Javier Márquez Sánchez: Das Fest des Monsieur Orphée

Zum Teufel!

Wir lieben alle unsere Hammer-Productions, hoffentlich. Christopher Lee als Dracula, kreischende Maiden, plüschige Ausstattungen, rotes Blut und Nebelmaschinen … Das ideale Setting für einen Retro-Roman. Der Spanier Javier Márquez Sánchez hat sich ans Werk gemacht, Corla Bauer ist aber nicht soo sehr überzeugt.

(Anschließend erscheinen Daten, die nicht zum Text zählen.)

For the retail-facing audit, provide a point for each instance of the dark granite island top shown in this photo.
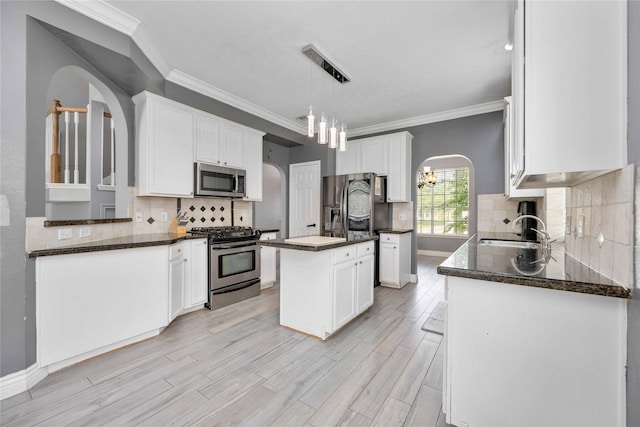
(125, 242)
(513, 265)
(283, 244)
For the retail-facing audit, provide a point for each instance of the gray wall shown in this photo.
(633, 156)
(479, 138)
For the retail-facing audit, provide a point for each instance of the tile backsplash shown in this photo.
(605, 205)
(206, 212)
(496, 212)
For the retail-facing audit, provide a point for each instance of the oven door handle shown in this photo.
(233, 288)
(233, 246)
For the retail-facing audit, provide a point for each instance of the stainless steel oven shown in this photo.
(234, 264)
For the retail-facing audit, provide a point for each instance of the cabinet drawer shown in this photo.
(344, 254)
(176, 251)
(365, 249)
(389, 238)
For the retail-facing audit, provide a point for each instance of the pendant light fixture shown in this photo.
(427, 177)
(327, 133)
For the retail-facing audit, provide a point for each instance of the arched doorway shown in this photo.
(271, 212)
(445, 213)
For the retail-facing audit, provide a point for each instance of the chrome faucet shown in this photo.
(543, 233)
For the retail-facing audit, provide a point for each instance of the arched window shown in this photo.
(443, 207)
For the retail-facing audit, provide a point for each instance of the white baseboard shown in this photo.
(20, 381)
(434, 253)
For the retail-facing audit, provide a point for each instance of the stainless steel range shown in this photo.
(234, 264)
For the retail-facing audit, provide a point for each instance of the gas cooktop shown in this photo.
(227, 234)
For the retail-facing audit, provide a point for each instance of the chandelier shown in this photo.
(328, 131)
(426, 177)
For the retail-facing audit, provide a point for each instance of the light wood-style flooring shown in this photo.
(237, 366)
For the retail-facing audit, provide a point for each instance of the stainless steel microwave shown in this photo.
(211, 180)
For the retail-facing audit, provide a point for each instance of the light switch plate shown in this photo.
(65, 233)
(581, 226)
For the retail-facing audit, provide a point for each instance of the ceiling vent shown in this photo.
(319, 59)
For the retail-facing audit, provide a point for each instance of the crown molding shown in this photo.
(442, 116)
(104, 13)
(190, 82)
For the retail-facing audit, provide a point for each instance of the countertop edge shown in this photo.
(538, 282)
(97, 246)
(280, 243)
(395, 231)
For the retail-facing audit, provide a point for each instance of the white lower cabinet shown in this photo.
(322, 291)
(267, 262)
(196, 271)
(548, 357)
(344, 293)
(176, 287)
(94, 302)
(395, 259)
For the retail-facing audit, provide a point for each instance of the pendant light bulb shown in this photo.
(310, 122)
(333, 135)
(342, 138)
(322, 130)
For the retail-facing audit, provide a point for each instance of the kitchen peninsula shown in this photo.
(324, 282)
(543, 340)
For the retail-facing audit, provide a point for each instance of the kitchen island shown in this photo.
(530, 341)
(325, 282)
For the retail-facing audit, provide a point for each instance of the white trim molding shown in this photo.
(104, 13)
(428, 252)
(457, 113)
(190, 82)
(20, 381)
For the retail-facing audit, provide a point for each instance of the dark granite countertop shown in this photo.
(395, 230)
(512, 265)
(280, 243)
(126, 242)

Das Fest des Monsieur Orphée“ gleicht sowohl von der Aufmachung als auch inhaltlich sowie vom stilistischen Aufbau eher einem Horrorfilm denn einem Kriminalroman. Mit schwarzem Einband, gelber Schrift und rotunterlegten diabolischen Zeichnungen mutet das Cover schon sehr mysteriös an. Schlägt man das Buch dann auf, tauchen wie auf einer Leinwand der Filmvorspann, die beteiligten Protagonisten, der Wichtigkeit nach in Reihe geordnet auf. Auf der zweiten Umschlagseite folgen dann die Namen des Illustrators, des Übersetzers, des Autors und Verlags.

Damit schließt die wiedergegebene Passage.